The only other option was to find a physician to file a compassionate-use request with the FDA, a complicated and lengthy process. The Koujaians weren’t sure anyone would be able or willing to take on the burden. But they had just started seeing a new pediatric neurologist, Berry-Kravis, who found the most recent research for cyclodextrin so compelling, she wanted to give it a try.
“I can do this,” the Koujaians remembered her saying.
Every other week, the Koujaians drive a few miles to pick up Berry-Kravis at her Des Plaines home, and they all travel together to the clinic at Rush.
Berry-Kravis usually discusses Hayley’s progress, typing up her reports on a laptop in the front passenger seat as they sit in traffic on the Kennedy Expressway. It’s like a house call in the family’s 2006 green Honda Pilot.
Last week at Hayley’s 56th treatment, she was put to sleep with melatonin, her thick brown ponytail spilling over the edge of the hospital table, as Berry-Kravis numbed her back with lidocaine.
The neurologist inserted a 3-inch needle with a pencil-point tip into Hayley’s spinal canal, first removing 10 milliliters of fluid to be used for research. Hayley didn’t open her eyes or appear to be in any pain.
The process has become routine for them. They intermittently joke and laugh softly so as not to wake her.

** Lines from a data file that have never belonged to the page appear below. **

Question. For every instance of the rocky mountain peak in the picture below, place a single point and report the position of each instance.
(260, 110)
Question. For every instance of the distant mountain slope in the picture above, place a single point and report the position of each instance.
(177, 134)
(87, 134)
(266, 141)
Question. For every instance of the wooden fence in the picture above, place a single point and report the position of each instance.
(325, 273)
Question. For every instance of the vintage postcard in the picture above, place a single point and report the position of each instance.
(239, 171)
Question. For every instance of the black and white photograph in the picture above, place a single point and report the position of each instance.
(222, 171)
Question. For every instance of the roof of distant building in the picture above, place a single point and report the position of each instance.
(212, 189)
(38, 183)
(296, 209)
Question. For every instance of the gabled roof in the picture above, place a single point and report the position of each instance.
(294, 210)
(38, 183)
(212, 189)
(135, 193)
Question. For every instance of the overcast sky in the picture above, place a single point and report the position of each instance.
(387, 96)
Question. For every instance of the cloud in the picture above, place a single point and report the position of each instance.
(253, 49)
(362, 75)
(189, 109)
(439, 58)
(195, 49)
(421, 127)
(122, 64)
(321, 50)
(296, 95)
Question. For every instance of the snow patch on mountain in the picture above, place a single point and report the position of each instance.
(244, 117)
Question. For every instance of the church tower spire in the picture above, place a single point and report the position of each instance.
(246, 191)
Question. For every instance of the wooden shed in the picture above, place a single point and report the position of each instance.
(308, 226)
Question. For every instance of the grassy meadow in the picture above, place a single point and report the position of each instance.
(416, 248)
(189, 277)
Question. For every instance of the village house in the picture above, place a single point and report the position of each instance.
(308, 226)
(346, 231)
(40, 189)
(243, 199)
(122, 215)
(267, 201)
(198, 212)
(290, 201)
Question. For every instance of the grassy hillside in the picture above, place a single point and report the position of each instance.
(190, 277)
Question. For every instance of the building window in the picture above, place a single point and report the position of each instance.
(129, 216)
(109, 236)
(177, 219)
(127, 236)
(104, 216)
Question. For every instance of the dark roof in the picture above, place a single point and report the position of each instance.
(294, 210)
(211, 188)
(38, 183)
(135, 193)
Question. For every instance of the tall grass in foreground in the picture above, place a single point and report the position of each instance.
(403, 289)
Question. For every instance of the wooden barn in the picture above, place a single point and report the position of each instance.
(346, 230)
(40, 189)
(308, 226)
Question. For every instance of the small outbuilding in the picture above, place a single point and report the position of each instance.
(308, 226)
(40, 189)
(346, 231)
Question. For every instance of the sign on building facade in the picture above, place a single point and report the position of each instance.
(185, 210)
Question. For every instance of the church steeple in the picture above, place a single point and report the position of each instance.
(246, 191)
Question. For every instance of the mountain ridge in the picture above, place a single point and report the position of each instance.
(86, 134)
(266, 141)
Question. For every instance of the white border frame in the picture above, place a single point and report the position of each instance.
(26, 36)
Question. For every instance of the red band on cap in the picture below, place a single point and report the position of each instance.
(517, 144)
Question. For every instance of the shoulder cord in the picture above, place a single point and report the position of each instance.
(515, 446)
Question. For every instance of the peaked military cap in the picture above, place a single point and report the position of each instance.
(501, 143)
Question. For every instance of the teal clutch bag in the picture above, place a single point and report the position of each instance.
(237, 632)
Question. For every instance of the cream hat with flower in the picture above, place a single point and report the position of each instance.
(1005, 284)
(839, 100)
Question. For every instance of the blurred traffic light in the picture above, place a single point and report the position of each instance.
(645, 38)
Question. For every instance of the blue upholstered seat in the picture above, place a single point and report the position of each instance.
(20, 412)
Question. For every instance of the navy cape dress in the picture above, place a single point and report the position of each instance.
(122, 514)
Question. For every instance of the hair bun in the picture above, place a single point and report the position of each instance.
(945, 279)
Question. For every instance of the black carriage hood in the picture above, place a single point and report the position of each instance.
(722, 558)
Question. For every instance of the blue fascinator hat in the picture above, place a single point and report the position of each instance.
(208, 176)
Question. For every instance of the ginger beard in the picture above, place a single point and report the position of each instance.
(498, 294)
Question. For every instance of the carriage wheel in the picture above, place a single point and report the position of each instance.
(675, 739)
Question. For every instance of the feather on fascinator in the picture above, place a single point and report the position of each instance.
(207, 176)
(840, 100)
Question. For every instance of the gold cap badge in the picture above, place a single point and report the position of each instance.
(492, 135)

During these procedures, Gail Koujaian asks God to make sure Hayley doesn’t have a seizure; Harry Koujaian wraps his arms around Hayley as a precaution, just in case she does.
Berry-Kravis started injecting the drug through the spinal tap when a car alarm went off seven floors below. Hayley fidgeted a little, and her parents quickly steadied her as Berry-Kravis finished. Then they reclined the table, positioning Hayley’s feet up, hoping the drug will drip from her spine to her brain as she continued to sleep.
The first procedure in December 2013 took around 12 hours, with rigorous testing before the injection and prolonged monitoring after. Now the whole visit takes about 2 1/2 hours. Afterward, the Koujaians hang out in the waiting room, talking with the families of other patients with Niemann-Pick Type C.
After Berry-Kravis was approved to treat Hayley, others with the disorder started trickling in to get the injections, too. She is now administering cyclodextrin to 12 patients, some traveling from as far as Minnesota and Texas. Some, like Hayley, are receiving it under compassionate use, others as part of an ongoing clinical trial with a Maryland-based biotechnology company called Vtesse Inc., which is developing the drug.
Questions still linger. Will the drug work long term? Is there a less invasive method? What’s the optimal dose?
Outside of Berry-Kravis’ office, colorful charts detail some of her patients’ progress. If the disorder is untreated, symptoms might plateau for a little while before they worsen, but they don’t get better, Berry-Kravis said.
But Hayley’s graphs, labeled Subject 1, show improvement in areas like swallowing, gait and speech.
“There is hope,” Gail Koujaian said.